By Ed Nicholson
One of our goals with this site is to be a positive force in helping bring the discussion of hunger online, creating awareness for the issue and those instrumental in the fight against hunger.
When we came to the issue nine years ago, we found a lively discussion already occurring among a passionate community of those involved in hunger relief.
We believe there’s still enormous upside potential to bring that discussion online via social networking tools, and to expand the community of decidated hunger fighters well beyond where it is today.
Fortunately, there are some hunger relief communicators blazing the trail. They’re using the tools, and most importantly, they’re engaging in two-way conversations, not simply broadcasting their messages. If you’re involved in the issue, these are people and groups you’ll probably want to follow, if you aren’t already.
Share Our Strength
Billy Shore, Founder and CEO of Share Our Strength, has always been a tremendous communicator.

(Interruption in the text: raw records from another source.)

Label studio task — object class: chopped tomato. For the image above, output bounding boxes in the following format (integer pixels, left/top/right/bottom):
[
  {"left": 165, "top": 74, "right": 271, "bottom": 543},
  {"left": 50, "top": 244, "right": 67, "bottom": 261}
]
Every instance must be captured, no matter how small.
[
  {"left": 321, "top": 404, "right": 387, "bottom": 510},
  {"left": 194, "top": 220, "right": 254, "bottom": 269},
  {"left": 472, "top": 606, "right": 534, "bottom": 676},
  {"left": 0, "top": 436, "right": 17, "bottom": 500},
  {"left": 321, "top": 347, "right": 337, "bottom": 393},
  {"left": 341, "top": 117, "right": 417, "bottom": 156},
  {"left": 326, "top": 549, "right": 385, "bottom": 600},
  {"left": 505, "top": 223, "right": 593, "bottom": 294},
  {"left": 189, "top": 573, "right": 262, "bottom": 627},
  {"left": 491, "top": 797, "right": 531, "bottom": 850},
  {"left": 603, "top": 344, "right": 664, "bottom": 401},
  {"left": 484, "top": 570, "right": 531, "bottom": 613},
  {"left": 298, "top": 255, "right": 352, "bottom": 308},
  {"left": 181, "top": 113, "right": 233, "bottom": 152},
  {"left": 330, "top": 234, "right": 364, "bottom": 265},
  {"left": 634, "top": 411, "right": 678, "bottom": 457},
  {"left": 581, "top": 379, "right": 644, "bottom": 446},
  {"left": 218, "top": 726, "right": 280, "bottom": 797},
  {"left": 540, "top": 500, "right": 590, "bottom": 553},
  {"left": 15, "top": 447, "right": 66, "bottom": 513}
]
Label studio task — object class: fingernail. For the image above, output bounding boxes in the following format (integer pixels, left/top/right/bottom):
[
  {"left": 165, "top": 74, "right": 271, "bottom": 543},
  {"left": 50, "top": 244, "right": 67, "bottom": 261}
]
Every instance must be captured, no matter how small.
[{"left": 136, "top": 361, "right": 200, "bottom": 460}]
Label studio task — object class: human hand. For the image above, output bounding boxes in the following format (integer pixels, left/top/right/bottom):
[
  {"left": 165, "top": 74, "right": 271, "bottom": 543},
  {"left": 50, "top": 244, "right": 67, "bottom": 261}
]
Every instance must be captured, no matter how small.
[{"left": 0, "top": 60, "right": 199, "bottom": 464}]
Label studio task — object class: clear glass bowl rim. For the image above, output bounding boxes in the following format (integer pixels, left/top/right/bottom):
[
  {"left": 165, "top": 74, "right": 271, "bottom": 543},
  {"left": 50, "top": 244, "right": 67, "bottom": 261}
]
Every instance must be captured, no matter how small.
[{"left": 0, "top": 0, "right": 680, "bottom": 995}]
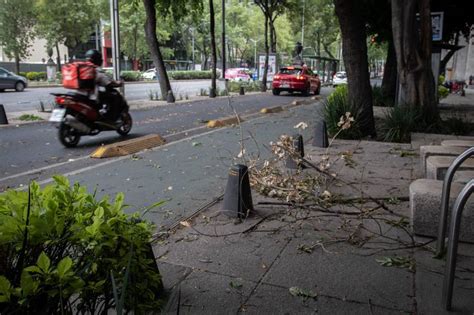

Share Our Strength now has Jeff Wiedner doing an exemplary job of heading up online communications, using all of the popular social networking tools, including a Twitter account Facebook cause pages, LinkedIn, a very nicely-done YouTube channel, and a Flickr account. In addition to Jeff, who runs the organization’s Twitter account Billy Shore, Eric Herboso, and Suzy Twohig also have Twitter accounts.
Feeding America has a very well-produced YouTube channel, a quickly-growing Twitter account and active Facebook and MySpace pages. Feeding America’s existing large and active community, enhanced by strong corporate support ensures that pretty much any tool the organization adopts will rapidly gain an active following.
Capital Area Food Bank of Texas (Austin)
This organization was early to the game and remains a leader in their use of social media. In addition to authoring for their blog, CEO, David Davenport; VP of Communications Kerri Qunell; Advocacy and Online Marketing Director, Lisa Goddard, and several others from the food bank engage regularly with stakeholders through a number of different channels, including Twitter and Facebook accounts. YouTube, Facebook page, Flickr. Definitely some best practices here.
Food Bank for New York City
A relatively new blog shows bright promise as the centerpiece of this leading food bank’s social media efforts (they’re showing true social media savvy by asking readers to help name their blog ) Additionally the food bank has a Facebook cause page, as well as a YouTube Channel and Twitter Account Online Communications Manager Daniel Buckley does a good job of coordinating social media efforts and using the tools to engage.
North Texas Food Bank (Dallas)
Another great example of a Feeding America food bank using a variety of social networking tools, including a blog, a Facebook page, a MySpace page and a YouTube channel. Mark Armstrong manages the food bank’s Twitter account.
Texas Food Bank Network
A coalition of Feeding America food banks in Texas, this organization runs an advocacy blog , as well as a Twitter account .
Community Cooperative Ministeries Incorporated
This Fort Myers, Florida agency is doing a great job of creating hyperlocal awareness, focused on challenges of hunger and poverty in their area. They have a Twitter account and are using new media tools, including Pitch Engine’s social media news release service to create awareness of their activities, as well as using vimeo to post online video. Their CEO, Sarah Owen (who guest-posted here last week), is also a Twitterer. Take a look at their campaign designed to raise awareness of kids at risk of hunger over the weekends.
No doubt there are many other great social media efforts occuring among hunger organizations around the country. Let me know what’s going on in your community, and we’ll feature it here. The goal is to connect.